As an image reading apparatus such as a copying machine, an image reading apparatus that reads image information of a fixed document by moving an image reading carriage including a light source and a mirror within a predetermined range is widely adopted. In recent years, this type of image reading apparatus has been strongly demanded to improve the condensing efficiency of the exposure lamp as the reading speed increases. In order to cope with this demand, for example, the one described in Patent Document 1 below uses a lens to enhance the light collecting property. In addition, what is disclosed in Patent Document 2 attempts to increase the amount of light by using two lamps having different wavelengths.
Japanese Patent Laid-Open No. 1-142743 JP 2001-333252 A

  However, if the light is condensed by the lens as in the technique described in Patent Document 1, the number of parts increases correspondingly and the structure becomes complicated, so that the manufacturing cost is very expensive. There is a problem of becoming.

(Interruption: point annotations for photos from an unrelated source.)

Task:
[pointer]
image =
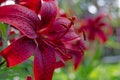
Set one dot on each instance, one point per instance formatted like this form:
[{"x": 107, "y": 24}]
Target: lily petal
[
  {"x": 59, "y": 64},
  {"x": 21, "y": 18},
  {"x": 18, "y": 51},
  {"x": 48, "y": 13},
  {"x": 34, "y": 5},
  {"x": 44, "y": 62}
]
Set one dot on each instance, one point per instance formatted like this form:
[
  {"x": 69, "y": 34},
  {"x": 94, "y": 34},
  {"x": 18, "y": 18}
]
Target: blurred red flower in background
[{"x": 95, "y": 28}]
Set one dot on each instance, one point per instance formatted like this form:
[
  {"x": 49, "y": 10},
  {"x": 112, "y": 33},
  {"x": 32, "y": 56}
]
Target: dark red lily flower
[
  {"x": 34, "y": 5},
  {"x": 95, "y": 28},
  {"x": 36, "y": 40},
  {"x": 1, "y": 1}
]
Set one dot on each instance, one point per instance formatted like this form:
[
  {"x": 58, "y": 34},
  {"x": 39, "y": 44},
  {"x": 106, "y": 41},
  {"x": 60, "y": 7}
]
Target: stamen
[{"x": 68, "y": 27}]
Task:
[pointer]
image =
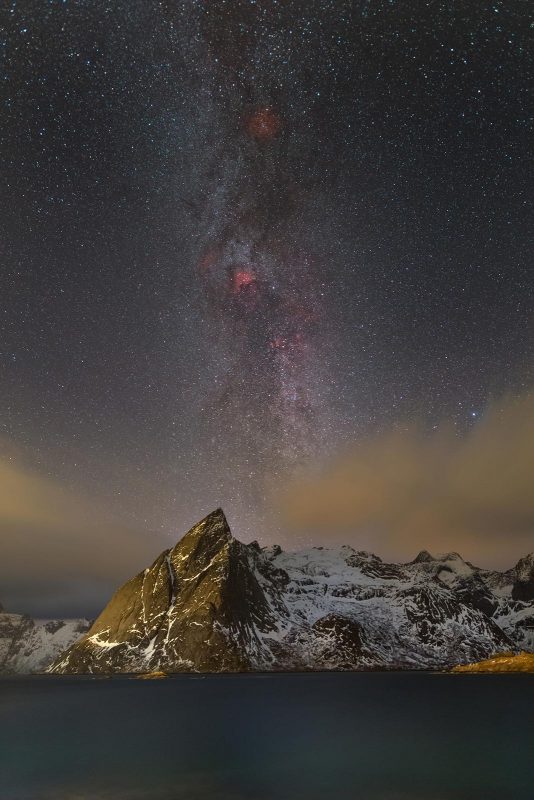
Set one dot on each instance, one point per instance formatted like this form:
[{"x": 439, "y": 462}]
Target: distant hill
[
  {"x": 504, "y": 662},
  {"x": 213, "y": 604}
]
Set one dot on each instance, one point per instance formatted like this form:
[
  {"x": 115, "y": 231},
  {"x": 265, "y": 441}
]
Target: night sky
[{"x": 240, "y": 237}]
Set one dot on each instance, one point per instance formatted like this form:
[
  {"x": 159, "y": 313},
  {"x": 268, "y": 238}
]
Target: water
[{"x": 276, "y": 737}]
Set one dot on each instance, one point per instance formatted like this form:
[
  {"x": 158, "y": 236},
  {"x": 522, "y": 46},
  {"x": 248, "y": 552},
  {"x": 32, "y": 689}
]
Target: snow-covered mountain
[
  {"x": 30, "y": 645},
  {"x": 212, "y": 603}
]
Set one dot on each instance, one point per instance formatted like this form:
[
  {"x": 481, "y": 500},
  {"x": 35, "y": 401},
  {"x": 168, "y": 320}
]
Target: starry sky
[{"x": 241, "y": 237}]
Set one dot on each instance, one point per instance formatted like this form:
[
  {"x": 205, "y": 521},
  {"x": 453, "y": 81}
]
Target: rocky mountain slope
[
  {"x": 212, "y": 603},
  {"x": 28, "y": 645},
  {"x": 504, "y": 662}
]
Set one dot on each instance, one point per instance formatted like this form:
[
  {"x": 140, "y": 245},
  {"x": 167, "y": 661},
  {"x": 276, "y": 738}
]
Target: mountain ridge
[{"x": 214, "y": 604}]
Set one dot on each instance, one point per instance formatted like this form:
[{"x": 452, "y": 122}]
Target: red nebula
[
  {"x": 243, "y": 279},
  {"x": 264, "y": 123}
]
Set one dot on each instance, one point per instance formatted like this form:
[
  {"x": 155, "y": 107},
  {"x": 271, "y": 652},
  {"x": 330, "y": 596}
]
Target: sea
[{"x": 318, "y": 736}]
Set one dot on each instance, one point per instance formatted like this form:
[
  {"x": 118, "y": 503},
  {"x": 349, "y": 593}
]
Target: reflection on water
[{"x": 277, "y": 737}]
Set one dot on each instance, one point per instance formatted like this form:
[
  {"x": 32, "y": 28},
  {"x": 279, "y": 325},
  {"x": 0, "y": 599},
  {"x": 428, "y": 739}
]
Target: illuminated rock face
[
  {"x": 28, "y": 645},
  {"x": 213, "y": 604}
]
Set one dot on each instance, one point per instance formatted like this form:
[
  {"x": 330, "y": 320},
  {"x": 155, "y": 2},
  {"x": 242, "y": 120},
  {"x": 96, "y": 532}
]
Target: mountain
[
  {"x": 29, "y": 645},
  {"x": 503, "y": 662},
  {"x": 213, "y": 604}
]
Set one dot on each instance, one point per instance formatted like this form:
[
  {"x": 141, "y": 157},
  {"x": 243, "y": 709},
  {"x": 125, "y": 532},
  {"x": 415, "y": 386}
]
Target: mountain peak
[
  {"x": 211, "y": 532},
  {"x": 422, "y": 557}
]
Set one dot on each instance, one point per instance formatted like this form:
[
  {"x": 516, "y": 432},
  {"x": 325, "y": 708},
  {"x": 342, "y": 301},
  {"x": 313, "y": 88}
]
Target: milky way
[{"x": 241, "y": 235}]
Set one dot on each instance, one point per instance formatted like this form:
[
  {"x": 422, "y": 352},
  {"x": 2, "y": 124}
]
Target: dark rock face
[
  {"x": 213, "y": 604},
  {"x": 342, "y": 639},
  {"x": 524, "y": 579}
]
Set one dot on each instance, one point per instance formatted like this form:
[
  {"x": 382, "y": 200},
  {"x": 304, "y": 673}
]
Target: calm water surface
[{"x": 277, "y": 737}]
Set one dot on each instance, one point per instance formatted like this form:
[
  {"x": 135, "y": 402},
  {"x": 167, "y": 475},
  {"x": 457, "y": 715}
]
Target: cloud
[
  {"x": 61, "y": 553},
  {"x": 403, "y": 491}
]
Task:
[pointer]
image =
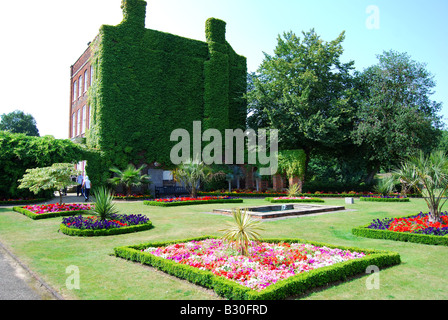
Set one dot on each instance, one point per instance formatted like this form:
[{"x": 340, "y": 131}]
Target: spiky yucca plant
[
  {"x": 242, "y": 230},
  {"x": 104, "y": 206},
  {"x": 293, "y": 190}
]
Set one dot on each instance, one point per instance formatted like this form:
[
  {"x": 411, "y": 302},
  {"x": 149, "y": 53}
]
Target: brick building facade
[{"x": 80, "y": 81}]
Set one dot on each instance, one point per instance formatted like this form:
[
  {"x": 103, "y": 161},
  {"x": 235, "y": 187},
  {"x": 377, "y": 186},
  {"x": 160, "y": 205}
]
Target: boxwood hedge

  Further, as described in Patent Document 2, when two lamps having different wavelengths are used, the amount of light can be increased, but the efficiency may be reduced. This document does not consider the efficiency. Furthermore, in this type of irradiation device, flare light (stray light) is inevitably generated, and this flare light may interfere with obtaining a clear image. However, this document also considers this flare light. Not done.

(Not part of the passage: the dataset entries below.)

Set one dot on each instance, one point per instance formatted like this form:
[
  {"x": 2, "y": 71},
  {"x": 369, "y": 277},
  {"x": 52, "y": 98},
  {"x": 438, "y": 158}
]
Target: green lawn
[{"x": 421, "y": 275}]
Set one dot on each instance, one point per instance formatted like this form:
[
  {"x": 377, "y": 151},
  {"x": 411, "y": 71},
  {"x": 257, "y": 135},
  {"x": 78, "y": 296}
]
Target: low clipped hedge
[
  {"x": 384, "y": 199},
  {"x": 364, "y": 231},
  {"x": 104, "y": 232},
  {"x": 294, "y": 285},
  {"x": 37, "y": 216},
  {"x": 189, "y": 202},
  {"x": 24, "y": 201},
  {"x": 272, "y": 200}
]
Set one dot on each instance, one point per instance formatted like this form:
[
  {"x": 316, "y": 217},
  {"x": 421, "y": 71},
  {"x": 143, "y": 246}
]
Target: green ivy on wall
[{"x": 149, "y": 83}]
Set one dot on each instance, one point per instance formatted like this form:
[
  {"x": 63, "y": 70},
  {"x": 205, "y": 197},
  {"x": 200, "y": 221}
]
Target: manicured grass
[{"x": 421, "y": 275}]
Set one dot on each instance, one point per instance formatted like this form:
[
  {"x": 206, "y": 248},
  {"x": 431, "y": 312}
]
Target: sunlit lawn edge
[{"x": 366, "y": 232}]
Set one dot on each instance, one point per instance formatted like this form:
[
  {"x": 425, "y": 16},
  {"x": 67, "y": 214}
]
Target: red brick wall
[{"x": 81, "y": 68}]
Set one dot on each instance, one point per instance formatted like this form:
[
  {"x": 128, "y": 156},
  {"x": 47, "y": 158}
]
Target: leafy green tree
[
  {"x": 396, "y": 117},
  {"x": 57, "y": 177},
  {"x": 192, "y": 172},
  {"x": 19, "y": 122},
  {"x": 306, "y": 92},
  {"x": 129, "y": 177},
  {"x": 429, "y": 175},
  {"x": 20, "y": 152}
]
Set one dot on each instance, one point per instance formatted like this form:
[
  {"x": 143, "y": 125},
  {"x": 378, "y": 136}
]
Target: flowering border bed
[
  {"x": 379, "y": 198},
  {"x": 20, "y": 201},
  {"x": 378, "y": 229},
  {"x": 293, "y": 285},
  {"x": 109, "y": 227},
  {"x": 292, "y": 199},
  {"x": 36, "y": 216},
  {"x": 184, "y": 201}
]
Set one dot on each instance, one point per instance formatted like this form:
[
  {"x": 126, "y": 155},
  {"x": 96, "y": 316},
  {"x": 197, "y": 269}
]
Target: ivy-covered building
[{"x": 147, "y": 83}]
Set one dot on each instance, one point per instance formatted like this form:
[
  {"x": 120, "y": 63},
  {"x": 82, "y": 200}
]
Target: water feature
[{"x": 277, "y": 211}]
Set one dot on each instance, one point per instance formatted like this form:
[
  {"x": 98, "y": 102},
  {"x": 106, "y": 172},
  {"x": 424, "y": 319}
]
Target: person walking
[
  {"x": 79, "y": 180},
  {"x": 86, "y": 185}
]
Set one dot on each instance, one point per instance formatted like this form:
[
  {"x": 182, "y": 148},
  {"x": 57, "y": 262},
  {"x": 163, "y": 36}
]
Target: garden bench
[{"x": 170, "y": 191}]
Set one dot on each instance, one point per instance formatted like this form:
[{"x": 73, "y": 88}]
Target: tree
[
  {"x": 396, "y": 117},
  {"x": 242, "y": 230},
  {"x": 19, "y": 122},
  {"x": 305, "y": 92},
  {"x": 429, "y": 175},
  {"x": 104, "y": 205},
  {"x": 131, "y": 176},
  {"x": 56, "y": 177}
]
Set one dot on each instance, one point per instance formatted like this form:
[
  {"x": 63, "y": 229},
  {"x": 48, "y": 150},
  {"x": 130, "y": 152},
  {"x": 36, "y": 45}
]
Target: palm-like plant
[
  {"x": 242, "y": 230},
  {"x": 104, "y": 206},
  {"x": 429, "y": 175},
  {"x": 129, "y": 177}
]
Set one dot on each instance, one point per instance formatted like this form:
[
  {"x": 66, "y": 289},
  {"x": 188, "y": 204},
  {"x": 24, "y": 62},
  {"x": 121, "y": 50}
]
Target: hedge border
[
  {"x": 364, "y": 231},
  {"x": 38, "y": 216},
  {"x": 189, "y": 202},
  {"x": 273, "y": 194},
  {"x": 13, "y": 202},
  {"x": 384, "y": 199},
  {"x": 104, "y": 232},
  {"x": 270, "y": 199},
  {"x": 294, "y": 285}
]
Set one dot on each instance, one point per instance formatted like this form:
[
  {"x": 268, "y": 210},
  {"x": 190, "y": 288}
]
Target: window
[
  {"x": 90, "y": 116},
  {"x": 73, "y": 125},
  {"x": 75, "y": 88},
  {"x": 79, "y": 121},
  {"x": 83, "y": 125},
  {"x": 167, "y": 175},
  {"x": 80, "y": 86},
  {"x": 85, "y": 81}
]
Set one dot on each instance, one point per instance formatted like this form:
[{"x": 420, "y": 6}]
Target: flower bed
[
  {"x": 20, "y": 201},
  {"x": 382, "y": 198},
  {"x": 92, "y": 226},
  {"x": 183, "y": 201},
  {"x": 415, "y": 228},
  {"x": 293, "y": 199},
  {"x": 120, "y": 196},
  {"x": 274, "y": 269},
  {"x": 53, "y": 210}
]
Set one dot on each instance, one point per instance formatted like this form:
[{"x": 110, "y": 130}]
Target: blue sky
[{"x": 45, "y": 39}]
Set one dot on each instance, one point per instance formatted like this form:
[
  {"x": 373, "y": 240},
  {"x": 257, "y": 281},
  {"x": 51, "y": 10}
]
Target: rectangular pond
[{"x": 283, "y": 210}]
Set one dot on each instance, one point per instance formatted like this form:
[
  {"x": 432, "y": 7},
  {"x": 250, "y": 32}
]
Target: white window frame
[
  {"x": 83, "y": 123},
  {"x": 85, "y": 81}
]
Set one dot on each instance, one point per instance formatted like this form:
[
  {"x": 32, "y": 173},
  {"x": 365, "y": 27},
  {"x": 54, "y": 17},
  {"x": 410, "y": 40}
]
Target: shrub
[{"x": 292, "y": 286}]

  The present invention solves the above-described problem of improving the light collection efficiency. Even when a plurality of lamps are used as the light source, the light collection efficiency can be improved with a relatively simple structure, and flare light is also used. An object of the present invention is to provide an image reading apparatus that can be reduced.

In order to solve the above problems, the present invention employs the following configuration. That is,
According to a first aspect of the present invention, a plurality of exposure lamps for irradiating light to a reading position of a document and reflected light reflected from the document are received through a predetermined optical system to receive an image of the document as an electrical signal. In the image reading apparatus including the image pickup device to be changed to, a pair of left and right reflectors for guiding the irradiation light of the exposure lamp toward the reading position is disposed between each exposure lamp and the reading position. This is an image reading apparatus.

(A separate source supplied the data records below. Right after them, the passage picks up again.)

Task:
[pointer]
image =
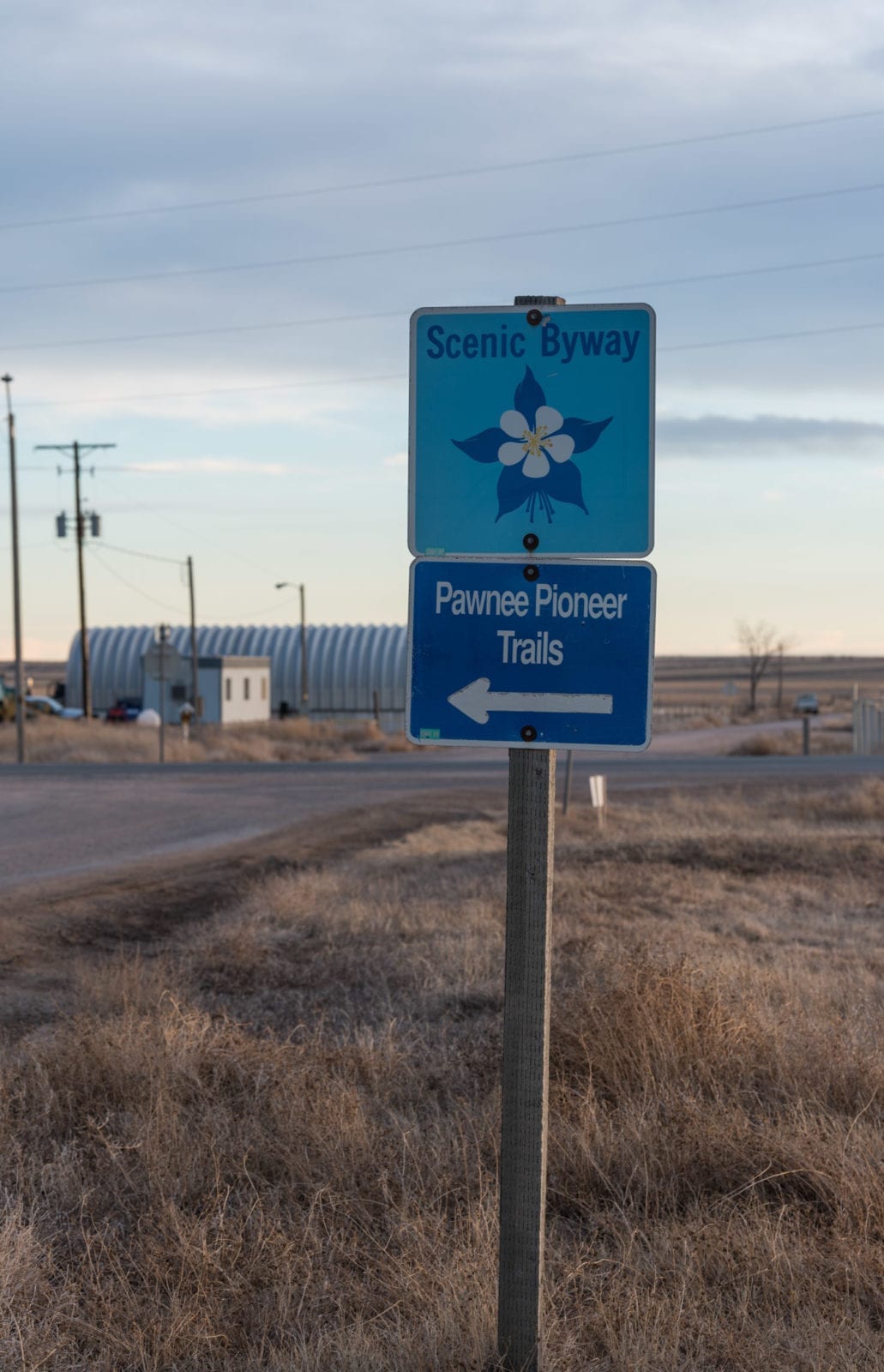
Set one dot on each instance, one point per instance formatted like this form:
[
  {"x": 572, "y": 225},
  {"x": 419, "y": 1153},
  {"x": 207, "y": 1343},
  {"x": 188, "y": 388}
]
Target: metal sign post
[
  {"x": 518, "y": 640},
  {"x": 526, "y": 1056}
]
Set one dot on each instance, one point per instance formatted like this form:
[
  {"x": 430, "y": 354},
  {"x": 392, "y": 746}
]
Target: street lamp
[{"x": 305, "y": 693}]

  Next, the second aspect of the present invention is characterized in that the reflectance of the surface of the reflection plate on the side of guiding the irradiation light of the exposure lamp is high, and the reflectance of the back surface is lower than that. 1 is an image reading apparatus according to an embodiment of the present invention.

  According to a third aspect of the present invention, in the image reading apparatus according to the first aspect of the present invention, the reflection plate located on the path side of the reflected light from the document does not block the reflected light from the pair of reflection plates. In this way, the shape is bent toward the side of the irradiation light passage.

Furthermore, a fourth aspect of the present invention uses a fluorescent lamp in which an aperture is formed at a position facing the document as an exposure lamp in the image reading apparatus of the first aspect of the present invention.
According to a fifth aspect of the present invention, there is provided an image forming apparatus comprising any one of the above-described image reading apparatuses and an image forming unit that forms an image on a sheet by using an electric signal from the imaging element. .

The image reading apparatus according to the present invention can efficiently irradiate the reading position with light emitted from the exposure lamp even when a plurality of exposure lamps are used.
The second aspect of the present invention can increase the amount of irradiation light and reduce flare light, so that a high-quality image can be obtained.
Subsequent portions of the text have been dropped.